In the history of salvation, there is a certain process. God first loves us. He provides for our needs. He protects us from harm. He listens to our needs and our prayers. In the first reading, we begin to see the cry of the Israelites as the new Pharaoh persecutes them. Responding to their need, God sends Moses, the baby whom the Pharaoh’s daughter rescues from the Nile. Likewise, God sends His only Son, Jesus, to save us. Jesus brought God’s message of love to us. And in turn, Jesus formed his disciples to spread the Good News to believers — to us. And finally, the believer receives the message from these disciples, as the believer would receive Jesus himself.
Verses 40-42 give the principle of hospitality. In the past, they believe that receiving the messenger or emissary of the person is the same as welcoming the person who sent them. We often call them, representatives because they make present the one who sent them. It is the same way when we receive a visitor. The visitor may be a stranger to us; it may be the first time we met them. But, we would receive them wholeheartedly because the visitor is a friend of our friend. We would still treat them as we would our friend. We define hospitality when we say, “Feel at home”.

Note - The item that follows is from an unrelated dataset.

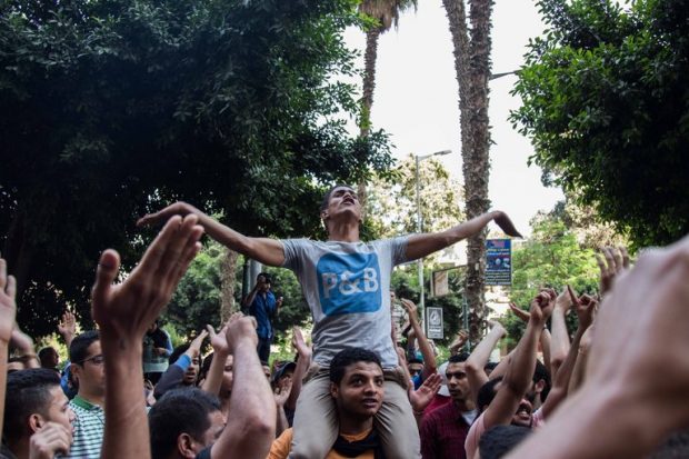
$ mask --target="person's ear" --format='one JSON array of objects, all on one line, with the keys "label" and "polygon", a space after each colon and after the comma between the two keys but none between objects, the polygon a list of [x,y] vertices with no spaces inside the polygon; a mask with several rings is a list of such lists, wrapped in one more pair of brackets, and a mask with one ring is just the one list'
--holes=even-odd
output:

Jesus said that receiving Jesus, becoming a disciple, can be done in the simplest of things like a drink of cold water. The stress on simple things is prominent in the passage of the day. Therefore, service, as menial as home chores, are great in God’s eyes. We should not look down on these simple tasks. Washing clothes will not demean your professorship. Going to the wet market will not undermine your status as a doctor or a mayor of the town. It also tells us that a Christian condescend any one whose job is to do the ‘dirty work’ — our janitors, maintenance staff, or our house helps.
St. Alphonsus Rodriguez was a Jesuit brother whose assignment was a doorkeeper (receptionist or porter in modern language) at the college of Montesión in Palma, on an island of Majorca, Spain. As doorkeeper, his duty was to receive the visitors who came to the college, search out the fathers or students who were wanted in the parlors, deliver letters, run errands, console the sick at heart who, having no one to turn to, came to him, and giving alms to the needy. In his memoirs, he tells us that each the time bell rang he looked at the door and envisioned that it was God who was standing outside seeking admittance. On his way to the door, he would say, “I’m coming Lord!” Every visitor was greeted the same happy smile from Alphonsus. In his interest in the students, who regularly came to him for advice, he talks about his devotion to Our Lady. One student who came to visit him was the young Peter Claver who would soon be a Jesuit saint in his mission to slaves.
The simple duties at home can make us saints.